Was kann ein solches Paar leisten und was kann es verderben?
Bild und Text können sich ergänzen, begleiten oder Konkurrenz machen und in dieser Konkurrenz sogar langweilen.

Alles das passiert in diesem 120 Seiten starken Band.
Fangen wir trotzdem mit der Langweile an, dann haben wir sie hinter uns.
Warum kommentiert ein so kluger Autor wie Lutz Rathenow die Bilder mehr als ihnen gut tut. Manche Beschreibungen haben Schülerzeitungsniveau. Ich frage mich, warum kein Lektor ihm abgeraten hat. Zumal der Mann ansonsten so genaue Texte schreibt, einen sicheren Sinn fürs Hintergründige hat. Doch bei den Bildunterschriften muss ihn der Teufel geritten haben. Er erklärt nämlich, was Hauswald zeigt. Beispielsweise im Jahr 1984 eine Art Propaganda - Bildstraße vor dem Alten Museum von Schinkel - auf dem kontrastierenden Foto von 2005 das gleiche Areal mit Springbrunnen und vergnügten Flaneuren. Dazu die Kommentierungen: Einer der schönsten Plätze Berlins wird für politische Zwecke missbraucht – und: heute darf der Platz wieder sein, was er vormals war, ein Lustgarten.
Verehrter Autor, ich habe es längst gesehen. Sie entwerten damit die Bilder.

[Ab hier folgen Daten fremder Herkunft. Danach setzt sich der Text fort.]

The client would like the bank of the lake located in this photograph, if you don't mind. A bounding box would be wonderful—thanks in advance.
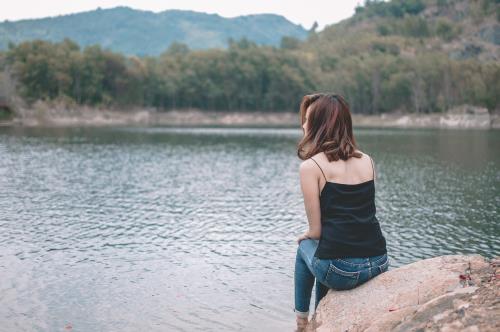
[0,103,500,129]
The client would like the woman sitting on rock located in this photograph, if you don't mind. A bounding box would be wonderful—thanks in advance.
[294,93,389,330]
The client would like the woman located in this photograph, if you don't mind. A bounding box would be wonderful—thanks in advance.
[294,93,389,330]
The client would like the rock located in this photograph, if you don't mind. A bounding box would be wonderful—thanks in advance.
[307,255,500,332]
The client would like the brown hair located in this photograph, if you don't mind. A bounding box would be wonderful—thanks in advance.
[297,93,362,161]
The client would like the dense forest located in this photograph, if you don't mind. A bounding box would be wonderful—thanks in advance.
[0,0,500,114]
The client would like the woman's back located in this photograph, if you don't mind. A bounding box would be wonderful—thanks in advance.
[311,154,387,258]
[312,150,375,184]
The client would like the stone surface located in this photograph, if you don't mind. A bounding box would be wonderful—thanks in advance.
[307,255,500,332]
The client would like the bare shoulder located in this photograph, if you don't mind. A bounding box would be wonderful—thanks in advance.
[299,159,314,173]
[356,150,373,160]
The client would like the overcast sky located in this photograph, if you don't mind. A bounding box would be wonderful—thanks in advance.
[0,0,363,30]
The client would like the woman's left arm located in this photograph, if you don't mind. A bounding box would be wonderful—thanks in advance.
[298,160,321,243]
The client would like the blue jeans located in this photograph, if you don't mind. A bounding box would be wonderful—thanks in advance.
[294,239,389,317]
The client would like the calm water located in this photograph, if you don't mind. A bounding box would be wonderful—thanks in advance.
[0,128,500,331]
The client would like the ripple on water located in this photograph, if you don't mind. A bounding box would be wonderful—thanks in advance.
[0,128,500,331]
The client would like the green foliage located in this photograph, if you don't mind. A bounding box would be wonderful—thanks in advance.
[280,36,300,50]
[0,1,500,113]
[356,0,425,18]
[435,19,461,41]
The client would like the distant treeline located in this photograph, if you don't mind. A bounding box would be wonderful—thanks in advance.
[0,1,500,113]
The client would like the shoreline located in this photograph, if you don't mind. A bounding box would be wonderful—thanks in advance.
[0,105,500,130]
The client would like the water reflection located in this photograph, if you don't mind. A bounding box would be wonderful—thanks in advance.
[0,128,500,331]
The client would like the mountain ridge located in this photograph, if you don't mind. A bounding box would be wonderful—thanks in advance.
[0,6,308,56]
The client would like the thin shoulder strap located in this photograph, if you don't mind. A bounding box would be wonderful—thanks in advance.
[309,157,328,182]
[368,156,375,180]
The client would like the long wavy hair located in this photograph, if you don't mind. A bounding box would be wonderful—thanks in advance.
[297,93,362,161]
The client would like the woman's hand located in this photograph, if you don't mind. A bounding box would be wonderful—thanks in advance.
[297,232,310,244]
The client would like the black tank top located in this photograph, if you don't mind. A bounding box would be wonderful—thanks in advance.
[311,157,387,259]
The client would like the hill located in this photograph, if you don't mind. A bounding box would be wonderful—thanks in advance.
[0,6,307,55]
[0,0,500,114]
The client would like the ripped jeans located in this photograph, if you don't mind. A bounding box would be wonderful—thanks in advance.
[294,239,389,318]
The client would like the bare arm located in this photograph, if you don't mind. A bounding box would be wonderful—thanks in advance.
[299,160,321,242]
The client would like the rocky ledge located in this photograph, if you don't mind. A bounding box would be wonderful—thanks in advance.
[307,255,500,332]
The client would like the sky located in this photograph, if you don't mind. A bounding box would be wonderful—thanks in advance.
[0,0,363,30]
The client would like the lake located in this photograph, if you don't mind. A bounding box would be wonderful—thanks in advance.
[0,127,500,331]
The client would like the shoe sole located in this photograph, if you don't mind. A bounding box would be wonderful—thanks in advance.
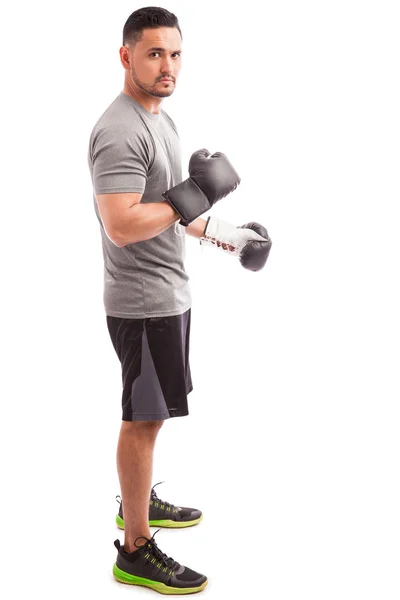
[115,515,203,529]
[113,563,208,594]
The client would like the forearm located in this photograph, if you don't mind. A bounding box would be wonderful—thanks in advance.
[186,217,207,238]
[116,202,180,248]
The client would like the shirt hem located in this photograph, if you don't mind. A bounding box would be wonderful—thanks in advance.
[106,303,192,319]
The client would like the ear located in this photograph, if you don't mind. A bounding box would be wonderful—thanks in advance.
[119,46,131,70]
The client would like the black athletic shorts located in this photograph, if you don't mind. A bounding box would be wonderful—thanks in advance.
[107,308,193,421]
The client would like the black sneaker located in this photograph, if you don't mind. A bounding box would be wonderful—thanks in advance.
[113,535,208,594]
[115,482,203,529]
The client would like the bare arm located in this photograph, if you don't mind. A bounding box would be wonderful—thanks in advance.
[186,217,207,238]
[96,193,180,248]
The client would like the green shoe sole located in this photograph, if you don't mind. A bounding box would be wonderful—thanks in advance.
[113,563,208,594]
[115,515,203,529]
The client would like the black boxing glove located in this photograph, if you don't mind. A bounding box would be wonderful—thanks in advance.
[200,217,272,271]
[162,148,240,227]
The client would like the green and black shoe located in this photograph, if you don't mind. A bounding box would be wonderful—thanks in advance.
[115,482,203,529]
[113,535,208,594]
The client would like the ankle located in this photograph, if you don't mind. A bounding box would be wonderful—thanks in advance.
[124,533,151,552]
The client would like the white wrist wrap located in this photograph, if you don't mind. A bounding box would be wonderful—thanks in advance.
[200,217,266,256]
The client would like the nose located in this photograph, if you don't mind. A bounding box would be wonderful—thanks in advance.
[161,57,174,77]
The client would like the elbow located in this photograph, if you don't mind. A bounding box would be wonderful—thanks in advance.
[107,231,140,248]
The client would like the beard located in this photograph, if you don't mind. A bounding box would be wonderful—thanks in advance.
[131,68,175,98]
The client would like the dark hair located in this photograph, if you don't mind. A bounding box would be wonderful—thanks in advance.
[122,6,182,46]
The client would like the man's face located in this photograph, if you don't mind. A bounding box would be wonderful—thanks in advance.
[129,27,182,98]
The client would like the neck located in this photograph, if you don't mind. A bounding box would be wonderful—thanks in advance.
[122,81,163,115]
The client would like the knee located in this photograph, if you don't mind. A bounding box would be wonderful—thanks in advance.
[121,421,164,435]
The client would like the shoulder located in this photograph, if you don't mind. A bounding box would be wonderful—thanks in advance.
[90,94,151,155]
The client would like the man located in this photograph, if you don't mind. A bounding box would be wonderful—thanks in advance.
[88,7,271,594]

Aber wenn das das gesamte Buch bestimmte, würden wir den Band mit kühnem Schwung entsorgen. Es ist aber glücklicherweise nicht so – darum muss einen diese Fehlentscheidung doppelt ärgern.
Was also tut und kann der Text von Rathenow in seinen längeren Passagen?
Er kann wunderschön beschreiben. Er ist selten ideologisch, er erinnert an alltägliche Dinge, die die meisten Menschen so schnell vergessen, obwohl sie doch ihren Alltag stark geprägt haben. Rathenow zitiert immer wieder eigene alte Texte, die auch in den Jahren geschrieben wurden, als der Fotograf Hauswald seine Fotos machte. Diese tagebuchartigen Aufzeichnungen atmen Farbe und Tempo der DDR. Es war meistens slow motion, ruhig, zögernd, träge. Die Farbe Grau war die beherrschende Farbe. Nicht elegant, dezent oder edel – nein, in ihrer ruppigsten Ausführung, wirklich im besten Sinne proletarisch. Rathenow beschreibt Orte, Menschen, Gefühle. Hoffnungen, nicht selten Enttäuschungen, doch da verzichtet er auf die sattsam bekannte Larmoyanz: ja, im Westen ist eben auch nicht alles Gold, was glänzt. Die wurde ja bei zahlreichen DDR Dissidenten zu einer Attitüde, die ich mit Erstaunen beobachtet habe. Nicht so bei Rathenow, der durchaus Schattenseiten im neuen größeren Deutschland registriert – doch nicht mit Schadenfreude, sondern eher mit Traurigkeit. So wenn er über Karl schreibt, der 1985 aus dem Ost- in den Westteil der Stadt übersiedelte, dann eine Jahr später wieder zurück in den Osten ging und sich 89 über die Öffnung der Mauer freute. Und was macht er heute? Er hat sich ganz weit im Osten des Landes, dort, wo es sich noch fast wie DDR anfühlt, eine Nische gesucht? Rathenow wertet nicht – aber sein Text klingt traurig. Warum kommt da einer nirgendwo an?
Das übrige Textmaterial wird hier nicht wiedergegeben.